DEX IC₅₀ required for inhibition of anti-CD3–stimulated proliferation and cytokine secretion by purified human CD4⁺ and CD8⁺ T cells from normal donors. No significant difference was observed between CD4⁺ and CD8⁺ T cells. Data are expressed as mean plus or minus SEM (n = 3).

Figure 4

DEX-induced histone H4 K5 acetylation in human CD4⁺ and CD8⁺ T cells. Representative images of acetylated histone H4 K5 in CD4⁺ and CD8⁺ cells in response to 6 hours of 10⁻⁷ M DEX treatment in vitro are shown (original magnification × 630; blue, DAPI, nuclear staining; red, cy3, acetylated histone H4 K5; green, APC, surface staining with (A) anti-CD4 or (C) anti-CD8 APC antibodies). The MFI of cy3 staining (acetylated histone H4 K5) in CD4⁺ (B) and CD8⁺ (D) cells was assessed by analysis software within the computer-generated masks for the cell nuclei. Cells (50–100) were analyzed for each donor studied (n = 8).
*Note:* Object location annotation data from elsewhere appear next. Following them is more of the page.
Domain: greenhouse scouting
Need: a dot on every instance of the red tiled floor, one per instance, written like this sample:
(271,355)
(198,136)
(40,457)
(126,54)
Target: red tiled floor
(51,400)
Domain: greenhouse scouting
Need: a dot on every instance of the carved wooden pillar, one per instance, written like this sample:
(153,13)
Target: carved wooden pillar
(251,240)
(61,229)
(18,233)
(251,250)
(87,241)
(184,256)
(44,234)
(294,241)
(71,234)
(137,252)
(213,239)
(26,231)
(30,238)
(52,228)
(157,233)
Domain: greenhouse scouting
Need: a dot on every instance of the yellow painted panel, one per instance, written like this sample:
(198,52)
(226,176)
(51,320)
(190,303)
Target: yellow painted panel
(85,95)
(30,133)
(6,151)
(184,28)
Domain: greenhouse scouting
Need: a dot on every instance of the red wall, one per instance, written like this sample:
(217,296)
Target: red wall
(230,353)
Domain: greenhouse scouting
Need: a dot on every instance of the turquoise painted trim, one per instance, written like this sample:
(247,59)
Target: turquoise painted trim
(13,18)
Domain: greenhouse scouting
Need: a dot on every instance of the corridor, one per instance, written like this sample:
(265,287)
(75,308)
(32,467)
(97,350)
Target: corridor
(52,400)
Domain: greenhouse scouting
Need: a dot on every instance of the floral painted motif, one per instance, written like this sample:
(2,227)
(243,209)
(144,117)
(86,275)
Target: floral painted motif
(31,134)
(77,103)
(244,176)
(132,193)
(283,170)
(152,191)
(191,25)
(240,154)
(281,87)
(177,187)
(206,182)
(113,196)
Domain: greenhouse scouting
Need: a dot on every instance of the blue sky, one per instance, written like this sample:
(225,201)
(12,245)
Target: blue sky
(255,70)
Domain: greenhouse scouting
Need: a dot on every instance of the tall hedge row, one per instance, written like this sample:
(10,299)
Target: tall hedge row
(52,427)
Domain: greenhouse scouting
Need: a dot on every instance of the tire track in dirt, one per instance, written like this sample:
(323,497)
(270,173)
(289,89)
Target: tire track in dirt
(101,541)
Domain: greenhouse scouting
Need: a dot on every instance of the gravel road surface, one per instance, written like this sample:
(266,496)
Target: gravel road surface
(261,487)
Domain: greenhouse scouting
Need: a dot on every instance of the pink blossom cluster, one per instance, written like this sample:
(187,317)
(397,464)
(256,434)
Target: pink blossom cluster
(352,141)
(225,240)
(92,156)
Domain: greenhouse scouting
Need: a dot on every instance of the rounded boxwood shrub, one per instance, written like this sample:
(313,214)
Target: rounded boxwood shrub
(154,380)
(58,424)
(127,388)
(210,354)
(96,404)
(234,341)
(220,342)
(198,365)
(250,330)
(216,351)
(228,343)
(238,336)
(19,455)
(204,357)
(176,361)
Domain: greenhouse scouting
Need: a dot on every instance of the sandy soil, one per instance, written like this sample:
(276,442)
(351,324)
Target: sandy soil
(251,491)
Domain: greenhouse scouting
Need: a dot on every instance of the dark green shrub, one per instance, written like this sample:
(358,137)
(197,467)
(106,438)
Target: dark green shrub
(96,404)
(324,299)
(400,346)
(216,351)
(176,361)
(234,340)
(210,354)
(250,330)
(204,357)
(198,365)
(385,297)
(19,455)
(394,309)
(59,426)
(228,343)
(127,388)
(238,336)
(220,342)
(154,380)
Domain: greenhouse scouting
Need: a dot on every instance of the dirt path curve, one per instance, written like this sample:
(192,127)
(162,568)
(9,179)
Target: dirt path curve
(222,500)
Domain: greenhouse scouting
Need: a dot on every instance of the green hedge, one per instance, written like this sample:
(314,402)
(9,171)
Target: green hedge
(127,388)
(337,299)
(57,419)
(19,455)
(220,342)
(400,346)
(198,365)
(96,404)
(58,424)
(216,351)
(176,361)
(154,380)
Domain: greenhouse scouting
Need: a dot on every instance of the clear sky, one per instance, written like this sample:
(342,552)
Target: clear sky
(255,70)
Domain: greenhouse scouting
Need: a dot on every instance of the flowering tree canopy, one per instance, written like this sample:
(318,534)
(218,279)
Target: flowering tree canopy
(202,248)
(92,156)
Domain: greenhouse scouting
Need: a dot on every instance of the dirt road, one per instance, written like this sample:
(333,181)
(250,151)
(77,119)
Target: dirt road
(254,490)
See “Materials and methods, GCRα nuclear translocation” for more detailed image acquisition information.

Figure 5

The expression of HATs SRC-1, p300, TIP60, and ATF2 in normal CD4⁺ and CD8⁺ lymphocytes. Nuclear or whole-cell proteins were extracted from purified CD4⁺ and CD8⁺ T cells. The expression of (A) SRC-1, (B) p300, (C) TIP60, and (D) ATF2 was evaluated by Western blot. C23 was used as a loading control for nuclear proteins. Nuclear extracts from Jurkat T cells and HeLa cells were used as positive controls for the anti-p300 antibody. Vertical lines have been inserted to indicate where a gel lane was cut. These gels came from 2 different experiments. (E) The ratio of AFT2 to C23 was calculated as a ratio of density for AFT2 and C23 bands measured with National Institutes of Health (Bethesda, MD) Image 1.63 software.

Figure 6

Inhibition of ATF2 gene expression using specific siRNA in human CD4⁺ decreases the transactivation activity of steroids. Introduction of ATF2 siRNA into CD4⁺ T cells resulted in specific inhibition of ATF2 expression as shown by (A) real-time PCR and (B) immunostaining (original magnification ×630; blue, DAPI, nuclear staining; red, cy3, ATF2; see “Materials and methods, GCRα nuclear translocation” for more detailed image acquisition information). The pictures are representatives of 4 independent experiments. Silencing of ATF2 resulted in a significant decrease of DEX-induced (C) MKP-1 and (D) IL-10 production by human CD4⁺ T cells (n = 4) compared with a nonspecific siRNA control group.